3.4 The HEI’s examples of successful enhancement activities

Development and implementation of enhancement-led visits

Enhancement-led visits are aimed at strengthening organisational quality at UL Members; they also help them to plan improvements in those areas in which they wish to make progress. For UL Members, enhancement-led visits are useful from a number of aspects. During preparation, they perform a SWOT analysis of the quality assurance system and review progress by activity over three years. On this basis, they choose four topics where they wish to make improvements, then identify possible solutions and dilemmas. During an enhancement-led visit (one-day workshop) they acquire new perspectives on the (often protracted) complex challenges, establish that other UL Members are also dealing with similar challenges, share ideas, get to know other UL Members’ practices in this area, and identify their hidden, as-yet-unactivated potentials. An enhancement-led visit is concluded with concrete proposals for measures in each of the topics. These proposals are the result of joint research and reflection. A UL Member supplements and approves the measures, and includes the results in their regular planning and monitoring.

Enhancement-led visits encourage cooperation between different groups and a recognition of different perspectives. The excellent facilitation stimulates the use of participatory leadership and constructive communication elsewhere (e.g. in the UL Member management, in the study process).

Enhancement-led visits develop a new view of quality, since those participating gain experience of the development of quality that is relaxed, cooperative, creative and at the same time highly focused and effective (in contrast to the otherwise common view of quality as an additional burden or control).
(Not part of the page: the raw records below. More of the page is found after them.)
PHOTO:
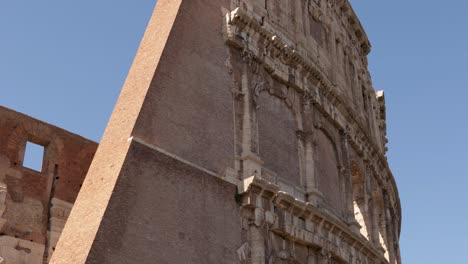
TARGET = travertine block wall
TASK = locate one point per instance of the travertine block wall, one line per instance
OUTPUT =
(34, 205)
(246, 132)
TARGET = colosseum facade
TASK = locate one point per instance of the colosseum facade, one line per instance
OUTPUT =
(248, 131)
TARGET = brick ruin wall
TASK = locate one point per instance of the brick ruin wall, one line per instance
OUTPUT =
(34, 205)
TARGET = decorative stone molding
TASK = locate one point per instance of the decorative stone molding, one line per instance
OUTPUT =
(276, 56)
(305, 224)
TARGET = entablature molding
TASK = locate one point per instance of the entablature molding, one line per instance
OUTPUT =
(305, 223)
(278, 57)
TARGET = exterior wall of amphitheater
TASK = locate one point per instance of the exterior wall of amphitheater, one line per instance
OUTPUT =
(248, 132)
(312, 131)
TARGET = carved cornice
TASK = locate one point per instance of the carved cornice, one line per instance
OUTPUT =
(276, 55)
(319, 228)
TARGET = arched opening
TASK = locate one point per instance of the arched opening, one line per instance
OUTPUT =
(359, 199)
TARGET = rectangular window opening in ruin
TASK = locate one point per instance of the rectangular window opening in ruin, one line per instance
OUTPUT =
(33, 156)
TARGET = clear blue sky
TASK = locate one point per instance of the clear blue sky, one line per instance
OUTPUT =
(65, 61)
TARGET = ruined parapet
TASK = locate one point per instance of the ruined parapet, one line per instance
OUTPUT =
(34, 204)
(246, 132)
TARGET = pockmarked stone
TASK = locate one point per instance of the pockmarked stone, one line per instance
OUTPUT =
(246, 132)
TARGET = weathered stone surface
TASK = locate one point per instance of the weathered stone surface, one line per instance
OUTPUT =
(34, 205)
(246, 132)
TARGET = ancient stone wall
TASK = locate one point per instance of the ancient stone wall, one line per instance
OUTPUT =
(34, 204)
(313, 134)
(246, 132)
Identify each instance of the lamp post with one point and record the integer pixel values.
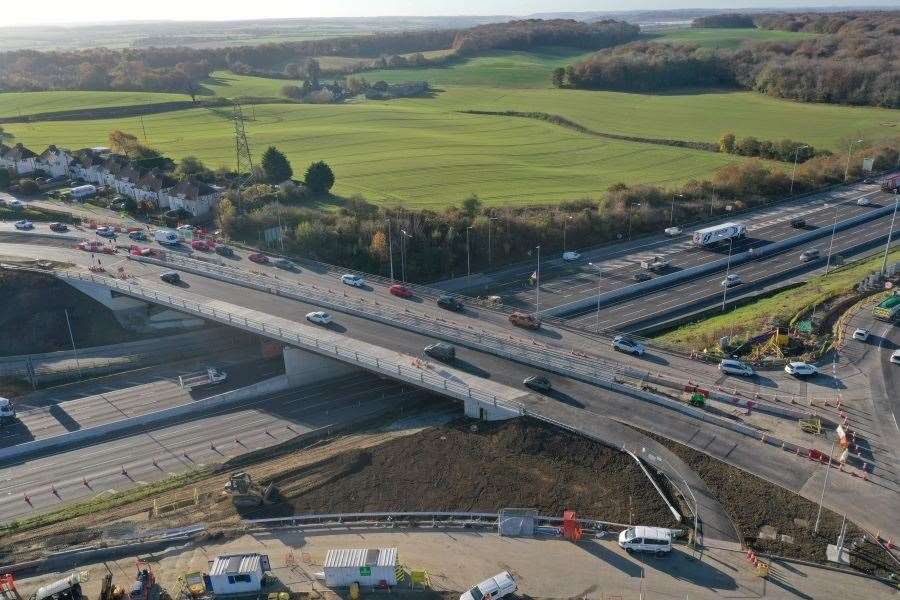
(390, 248)
(630, 213)
(831, 242)
(794, 170)
(849, 152)
(403, 254)
(887, 244)
(727, 273)
(672, 212)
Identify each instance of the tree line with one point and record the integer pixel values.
(857, 61)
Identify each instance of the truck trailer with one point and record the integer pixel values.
(719, 233)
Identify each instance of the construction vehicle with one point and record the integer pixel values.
(244, 492)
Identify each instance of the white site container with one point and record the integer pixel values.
(365, 566)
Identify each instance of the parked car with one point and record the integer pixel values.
(623, 344)
(642, 276)
(286, 264)
(498, 586)
(450, 303)
(441, 351)
(731, 280)
(731, 366)
(400, 290)
(809, 255)
(201, 245)
(352, 280)
(538, 383)
(800, 369)
(170, 277)
(318, 317)
(657, 540)
(525, 320)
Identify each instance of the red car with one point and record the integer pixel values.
(400, 290)
(201, 245)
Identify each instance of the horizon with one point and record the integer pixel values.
(69, 15)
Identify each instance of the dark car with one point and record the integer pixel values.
(450, 303)
(170, 277)
(538, 383)
(441, 351)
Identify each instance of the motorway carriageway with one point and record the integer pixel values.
(704, 291)
(572, 281)
(117, 401)
(206, 439)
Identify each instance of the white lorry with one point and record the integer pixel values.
(719, 233)
(501, 584)
(166, 237)
(656, 263)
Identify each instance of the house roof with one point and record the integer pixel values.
(235, 563)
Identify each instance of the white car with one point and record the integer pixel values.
(318, 317)
(731, 280)
(353, 280)
(731, 366)
(800, 369)
(623, 344)
(501, 584)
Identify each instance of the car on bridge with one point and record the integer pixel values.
(319, 317)
(623, 344)
(450, 303)
(538, 383)
(525, 320)
(800, 369)
(352, 280)
(401, 291)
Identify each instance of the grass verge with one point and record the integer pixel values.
(757, 317)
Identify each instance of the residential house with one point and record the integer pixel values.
(18, 158)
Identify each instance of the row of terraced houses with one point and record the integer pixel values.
(101, 167)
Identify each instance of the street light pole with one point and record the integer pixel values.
(831, 243)
(887, 244)
(794, 170)
(727, 272)
(849, 152)
(390, 248)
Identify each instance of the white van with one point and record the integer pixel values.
(501, 584)
(729, 366)
(657, 540)
(167, 237)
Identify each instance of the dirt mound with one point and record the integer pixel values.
(519, 463)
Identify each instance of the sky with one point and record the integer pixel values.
(16, 12)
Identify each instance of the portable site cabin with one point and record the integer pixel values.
(238, 573)
(367, 567)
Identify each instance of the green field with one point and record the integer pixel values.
(724, 37)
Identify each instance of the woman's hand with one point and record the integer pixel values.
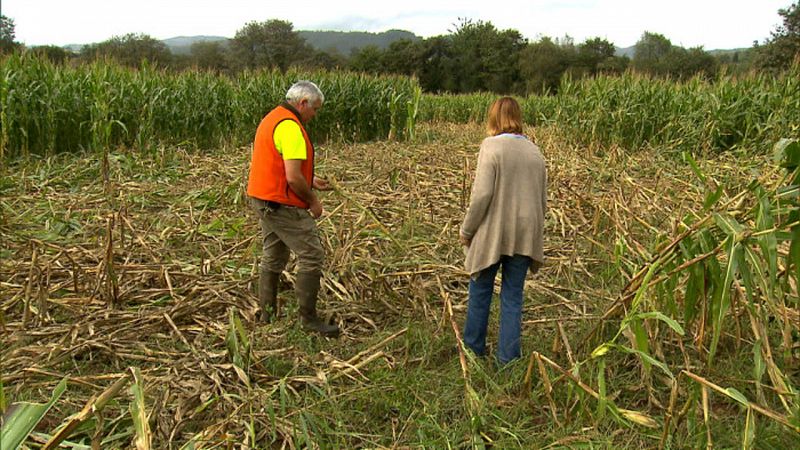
(321, 184)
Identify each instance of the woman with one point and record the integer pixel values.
(503, 227)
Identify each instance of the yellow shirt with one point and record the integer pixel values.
(289, 140)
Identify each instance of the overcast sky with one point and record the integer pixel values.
(713, 24)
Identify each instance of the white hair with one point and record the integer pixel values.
(304, 89)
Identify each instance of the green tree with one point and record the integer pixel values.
(649, 53)
(55, 54)
(404, 57)
(543, 63)
(680, 63)
(367, 59)
(783, 47)
(272, 44)
(486, 59)
(210, 55)
(131, 50)
(594, 52)
(7, 35)
(438, 65)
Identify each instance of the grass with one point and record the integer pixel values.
(183, 258)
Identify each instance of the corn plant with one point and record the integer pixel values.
(48, 109)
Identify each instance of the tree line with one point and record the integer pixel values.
(475, 56)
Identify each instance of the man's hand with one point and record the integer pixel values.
(316, 208)
(321, 184)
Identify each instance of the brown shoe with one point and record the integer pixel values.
(268, 295)
(307, 288)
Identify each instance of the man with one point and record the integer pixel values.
(280, 188)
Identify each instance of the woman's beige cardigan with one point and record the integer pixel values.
(508, 203)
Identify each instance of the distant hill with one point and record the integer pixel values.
(341, 41)
(345, 42)
(629, 51)
(625, 51)
(182, 45)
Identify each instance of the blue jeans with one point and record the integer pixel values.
(481, 288)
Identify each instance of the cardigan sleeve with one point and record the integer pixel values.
(482, 193)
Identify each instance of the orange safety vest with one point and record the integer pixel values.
(267, 171)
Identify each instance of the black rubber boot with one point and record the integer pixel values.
(268, 295)
(307, 288)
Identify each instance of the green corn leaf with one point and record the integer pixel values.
(749, 434)
(787, 151)
(647, 357)
(794, 254)
(712, 197)
(695, 167)
(722, 300)
(767, 242)
(672, 323)
(728, 225)
(759, 368)
(21, 418)
(143, 438)
(738, 396)
(642, 341)
(601, 389)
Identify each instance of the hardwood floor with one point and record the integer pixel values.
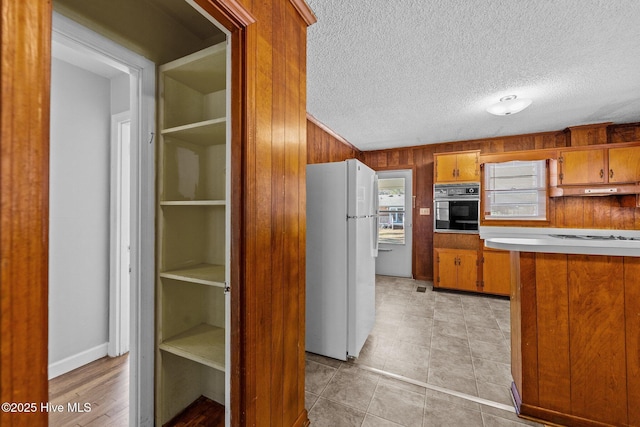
(203, 412)
(96, 394)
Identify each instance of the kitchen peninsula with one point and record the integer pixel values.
(575, 323)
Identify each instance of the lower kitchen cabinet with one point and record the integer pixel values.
(456, 269)
(461, 262)
(576, 338)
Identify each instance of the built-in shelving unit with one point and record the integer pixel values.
(193, 232)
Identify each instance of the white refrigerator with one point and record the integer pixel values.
(342, 244)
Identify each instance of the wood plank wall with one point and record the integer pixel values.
(24, 213)
(272, 196)
(588, 212)
(325, 146)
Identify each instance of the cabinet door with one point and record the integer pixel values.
(446, 167)
(468, 167)
(496, 272)
(582, 167)
(447, 265)
(467, 270)
(624, 164)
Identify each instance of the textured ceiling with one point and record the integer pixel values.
(390, 73)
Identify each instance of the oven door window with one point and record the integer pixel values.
(442, 215)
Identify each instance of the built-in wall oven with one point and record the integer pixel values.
(456, 207)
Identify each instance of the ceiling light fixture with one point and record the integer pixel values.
(509, 105)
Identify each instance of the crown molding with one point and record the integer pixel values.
(305, 11)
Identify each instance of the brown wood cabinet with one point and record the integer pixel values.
(624, 164)
(457, 167)
(599, 165)
(496, 272)
(456, 269)
(461, 262)
(575, 338)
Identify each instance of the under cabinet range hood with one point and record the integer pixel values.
(595, 190)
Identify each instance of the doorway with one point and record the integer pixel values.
(395, 236)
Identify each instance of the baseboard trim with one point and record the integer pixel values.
(75, 361)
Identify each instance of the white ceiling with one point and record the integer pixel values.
(391, 73)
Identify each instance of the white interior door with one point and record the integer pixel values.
(395, 236)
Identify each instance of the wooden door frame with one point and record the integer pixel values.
(237, 21)
(413, 170)
(24, 202)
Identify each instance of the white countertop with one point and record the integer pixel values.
(563, 240)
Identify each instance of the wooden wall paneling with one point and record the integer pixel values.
(246, 383)
(293, 192)
(278, 153)
(261, 260)
(552, 293)
(25, 37)
(324, 146)
(302, 235)
(587, 134)
(572, 212)
(632, 319)
(597, 338)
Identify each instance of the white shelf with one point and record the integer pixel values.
(204, 71)
(208, 132)
(203, 344)
(204, 274)
(193, 203)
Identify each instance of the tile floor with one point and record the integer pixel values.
(449, 353)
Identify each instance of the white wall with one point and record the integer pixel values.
(79, 216)
(120, 96)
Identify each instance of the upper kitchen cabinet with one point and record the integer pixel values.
(457, 167)
(600, 164)
(585, 166)
(624, 164)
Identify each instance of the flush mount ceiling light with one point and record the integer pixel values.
(509, 105)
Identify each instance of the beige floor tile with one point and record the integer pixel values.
(326, 413)
(398, 405)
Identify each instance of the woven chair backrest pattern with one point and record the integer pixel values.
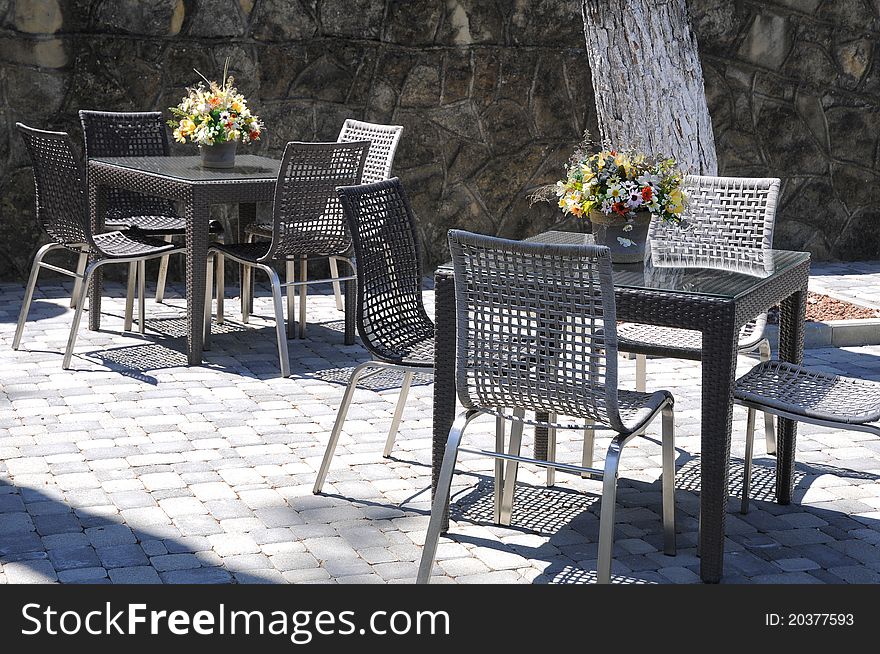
(61, 203)
(536, 327)
(127, 134)
(383, 144)
(390, 313)
(307, 217)
(722, 212)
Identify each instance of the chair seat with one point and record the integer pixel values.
(158, 225)
(311, 244)
(416, 351)
(124, 245)
(810, 393)
(637, 408)
(688, 342)
(248, 252)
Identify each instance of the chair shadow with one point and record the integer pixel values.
(96, 540)
(566, 515)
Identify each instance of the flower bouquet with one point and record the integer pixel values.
(216, 117)
(619, 191)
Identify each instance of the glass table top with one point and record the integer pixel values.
(247, 167)
(716, 272)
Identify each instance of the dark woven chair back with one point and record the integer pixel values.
(307, 217)
(722, 212)
(383, 144)
(536, 327)
(391, 318)
(127, 134)
(60, 189)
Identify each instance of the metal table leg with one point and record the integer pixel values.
(196, 213)
(719, 369)
(792, 314)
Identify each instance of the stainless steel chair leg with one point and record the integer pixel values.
(356, 374)
(303, 293)
(247, 288)
(77, 314)
(280, 330)
(769, 429)
(142, 300)
(398, 414)
(291, 295)
(337, 290)
(209, 297)
(441, 497)
(500, 424)
(668, 481)
(589, 446)
(29, 292)
(163, 274)
(512, 467)
(606, 515)
(81, 263)
(551, 451)
(129, 296)
(221, 286)
(641, 372)
(747, 463)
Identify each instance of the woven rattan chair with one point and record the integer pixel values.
(62, 208)
(391, 319)
(307, 221)
(536, 330)
(722, 212)
(380, 158)
(799, 393)
(135, 134)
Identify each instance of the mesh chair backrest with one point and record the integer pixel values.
(390, 313)
(59, 183)
(723, 212)
(536, 327)
(307, 217)
(383, 144)
(127, 134)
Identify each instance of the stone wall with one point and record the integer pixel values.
(492, 95)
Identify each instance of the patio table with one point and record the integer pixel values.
(183, 179)
(715, 295)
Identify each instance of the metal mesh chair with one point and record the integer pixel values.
(62, 208)
(722, 212)
(536, 330)
(799, 393)
(135, 134)
(391, 318)
(380, 158)
(307, 221)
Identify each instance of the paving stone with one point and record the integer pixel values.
(197, 576)
(122, 556)
(29, 572)
(135, 575)
(65, 558)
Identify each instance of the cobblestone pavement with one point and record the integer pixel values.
(134, 468)
(854, 281)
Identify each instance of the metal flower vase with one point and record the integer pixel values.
(626, 240)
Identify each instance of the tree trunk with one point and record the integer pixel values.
(648, 80)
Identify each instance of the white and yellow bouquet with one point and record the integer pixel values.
(214, 114)
(622, 183)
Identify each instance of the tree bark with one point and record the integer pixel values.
(648, 80)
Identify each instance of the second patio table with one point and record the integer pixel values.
(183, 179)
(715, 295)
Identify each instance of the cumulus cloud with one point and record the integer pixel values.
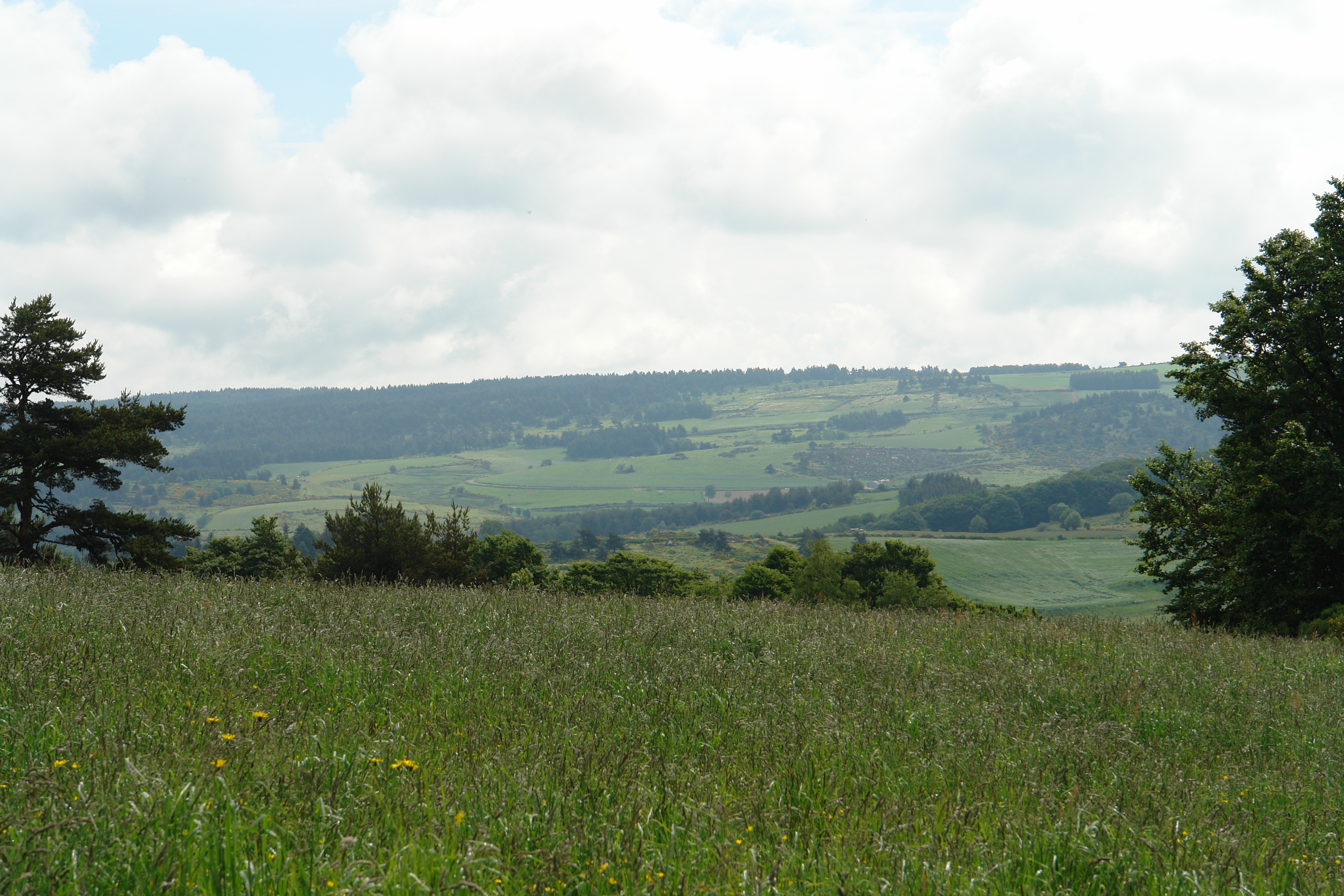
(612, 185)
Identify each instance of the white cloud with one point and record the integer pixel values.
(528, 188)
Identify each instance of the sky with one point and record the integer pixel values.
(358, 194)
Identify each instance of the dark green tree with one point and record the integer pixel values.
(760, 582)
(499, 558)
(1002, 514)
(454, 547)
(375, 541)
(1254, 536)
(265, 554)
(870, 565)
(46, 449)
(784, 561)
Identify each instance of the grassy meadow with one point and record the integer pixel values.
(165, 735)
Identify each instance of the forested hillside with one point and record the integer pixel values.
(1108, 425)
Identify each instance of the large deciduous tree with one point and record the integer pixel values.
(48, 448)
(1254, 536)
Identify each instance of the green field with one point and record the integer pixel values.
(1074, 576)
(943, 435)
(166, 735)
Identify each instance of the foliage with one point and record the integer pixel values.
(1002, 514)
(1254, 538)
(936, 485)
(374, 541)
(637, 574)
(501, 558)
(783, 561)
(452, 547)
(760, 582)
(267, 554)
(822, 578)
(46, 449)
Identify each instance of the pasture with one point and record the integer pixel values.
(177, 737)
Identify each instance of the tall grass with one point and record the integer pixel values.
(595, 746)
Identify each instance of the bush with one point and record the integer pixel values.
(760, 582)
(267, 554)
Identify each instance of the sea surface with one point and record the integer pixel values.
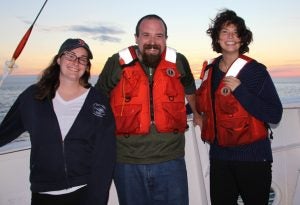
(287, 88)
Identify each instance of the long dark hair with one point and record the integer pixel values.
(49, 81)
(226, 17)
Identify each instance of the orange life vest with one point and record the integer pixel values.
(130, 99)
(234, 125)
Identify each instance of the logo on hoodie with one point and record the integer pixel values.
(99, 110)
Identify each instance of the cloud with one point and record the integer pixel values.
(101, 33)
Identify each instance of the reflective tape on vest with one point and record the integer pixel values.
(236, 67)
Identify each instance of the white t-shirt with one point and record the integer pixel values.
(66, 113)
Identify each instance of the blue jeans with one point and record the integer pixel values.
(152, 184)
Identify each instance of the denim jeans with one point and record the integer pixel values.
(152, 184)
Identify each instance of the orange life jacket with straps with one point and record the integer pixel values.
(130, 99)
(234, 125)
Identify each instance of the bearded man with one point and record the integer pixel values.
(147, 85)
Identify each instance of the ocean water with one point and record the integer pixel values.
(288, 90)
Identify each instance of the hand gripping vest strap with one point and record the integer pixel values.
(235, 126)
(237, 66)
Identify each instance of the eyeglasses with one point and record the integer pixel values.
(70, 56)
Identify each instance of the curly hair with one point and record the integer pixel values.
(49, 81)
(227, 17)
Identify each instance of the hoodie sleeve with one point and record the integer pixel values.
(11, 127)
(103, 162)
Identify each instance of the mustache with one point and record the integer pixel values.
(151, 46)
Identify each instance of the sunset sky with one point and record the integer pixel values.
(108, 26)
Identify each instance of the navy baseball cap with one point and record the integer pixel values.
(73, 43)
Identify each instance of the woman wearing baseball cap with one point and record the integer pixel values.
(71, 130)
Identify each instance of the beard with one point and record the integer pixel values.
(151, 60)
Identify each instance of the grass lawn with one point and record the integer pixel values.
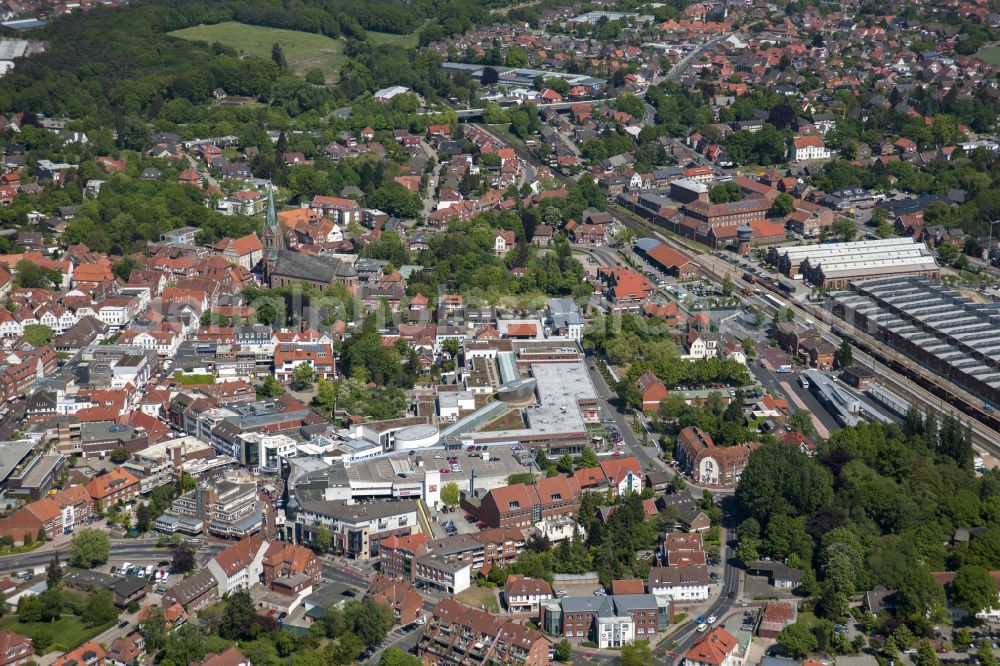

Enhancement-led visits encourage cooperation within a UL Member, between UL Members and with UL, and strengthen mutual trust.

By taking part in enhancement-led visits, UL Members gain a more comprehensive overview of their operation and an incentive to identify priority topics in which they wish to make improvements.

Training for better preparation of measures for improvements

The way the measures are set out in UL Members’ business reports and study programme self-evaluation reports vary greatly in quality. The quality fluctuates greatly between UL Members, and even between areas within an individual report and between study programme reports.

Comments or objectives often take the place of measures and the measures are often not set out with sufficient precision. Training for the successful preparation of measures has been provided since 2015. The training provider gives participants concrete feedback on their UL Members’ or study programmes’ measures. They note that the quality of the written (proposals for) measures in the plans and reports is improving.

Quality Culture Programme

UL first began to systematically carry out training for the development of all staff and training aimed at teaching development as part of the KUL project. Participants identified the topics, method of work (experiential learning with reflection) and providers as important for their development and work. Owing to the positive response from participants, the UL leadership decided, at the end of the project, to continue the training and provide it with its own funds. We subsequently carried out teacher training within the INOVUP project, and continued general training within Quality Culture Programme using our own funds.

Effects of improvements: empowering staff with important skills, supporting cooperation, good communication and care for psychophysical health as important UL values.

Connecting and establishing trust between different groups of staff, different UL Members and with the UL, developing affiliation with the UL.